Production software must be usable. In professional practice, user interfaces are usually designed by professional designers rather than by programmers because programmer-made UIs are usually terrible. Rather than just dumping all the supported functions on the screen, UIs must be logically organized around common user stories. The sizing, spacing, and positioning of UI elements must be visually balanced and give a sense of hierarchy. UIs must be responsive and must give some kind of acknowledgment whenever a user performs an action. If a user is being forced to wait due to backend limitations, the UI must still remain active and explain the status. UIs need to stay graceful and presentable even under constrained conditions such as poor hardware and poor network connectivity.
Production software should not break its existing users. In real-life scenarios, it is rarely okay to drop existing functionality because it’s annoying to maintain or to throw away your data because you don’t like your data store. Production software needs to prioritize the functionality it has already released and which its users already depend on. Production software must have thorough testing in place to ensure that regressions get caught before they’re released. Production software must have production health checks and alerts that can quickly detect whether production is unhealthy. When a disruptive change such as a migration is unavoidable, developers spend lots of time thinking about how to make the experience as seamless as possible for existing users. Developers yearn to stop needing to support outdated OS or platform versions, but the desire to deprecate must be balanced against the desire not to break a subset of the user base.
Production software needs a deployment pipeline. Copy-pasting local build output files quickly becomes an unscalable strategy. The build process needs to be automated and reproducible across various machines. The build system must be able to manage any packages the program depends on as well as any dependencies of those dependencies.

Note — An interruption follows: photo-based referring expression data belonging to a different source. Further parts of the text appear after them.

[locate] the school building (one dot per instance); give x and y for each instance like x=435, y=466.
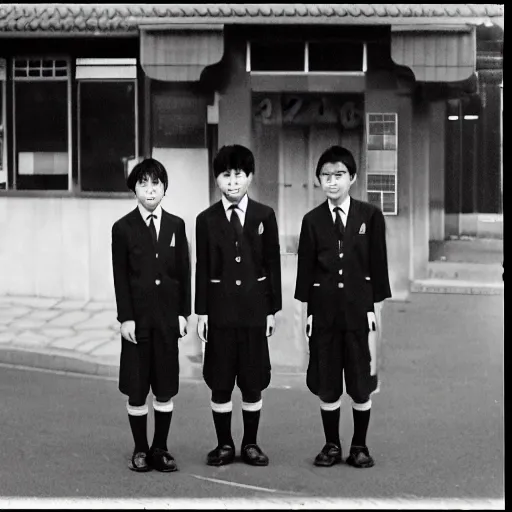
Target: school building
x=415, y=91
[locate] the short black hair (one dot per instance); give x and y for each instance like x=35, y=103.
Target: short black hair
x=233, y=157
x=150, y=168
x=337, y=154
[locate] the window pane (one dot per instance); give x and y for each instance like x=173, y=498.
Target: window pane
x=3, y=170
x=41, y=127
x=107, y=134
x=277, y=56
x=335, y=56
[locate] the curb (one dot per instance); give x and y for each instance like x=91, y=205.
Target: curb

Builds must be runnable in various environments (eg development, test, production) and each of these environments requires different config values. Developers need to have tools to push builds to production and these tools must be able to report progress and failures. Developers also need tools for common management tasks such as restarting server instances or adding new server capacity.

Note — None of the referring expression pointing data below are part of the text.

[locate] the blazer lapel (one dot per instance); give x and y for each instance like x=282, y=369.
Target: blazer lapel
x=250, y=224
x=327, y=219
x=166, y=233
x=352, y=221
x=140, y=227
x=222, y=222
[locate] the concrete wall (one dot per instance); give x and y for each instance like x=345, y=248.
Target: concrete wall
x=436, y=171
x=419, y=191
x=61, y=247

Computer science students mainly study foundational concepts like data structures and algorithms. Software engineer interns often implicitly expect real-life programming work to be much of the same, only to realize that most software development happens higher on the stack. Any real-life software solution is going to need many administrative layers above the core layer. The core is usually stable and the outer layers are where the action is.
Any kid can run a lemonade stand business, but only a big team of skilled specialists can build a lemonade supply chain that can operate at a massive scale, handle all the chaos of the real world, and keep chugging along even when the managers are away. Nobody can learn how to run a business entirely from the classroom and that’s why internships are so useful.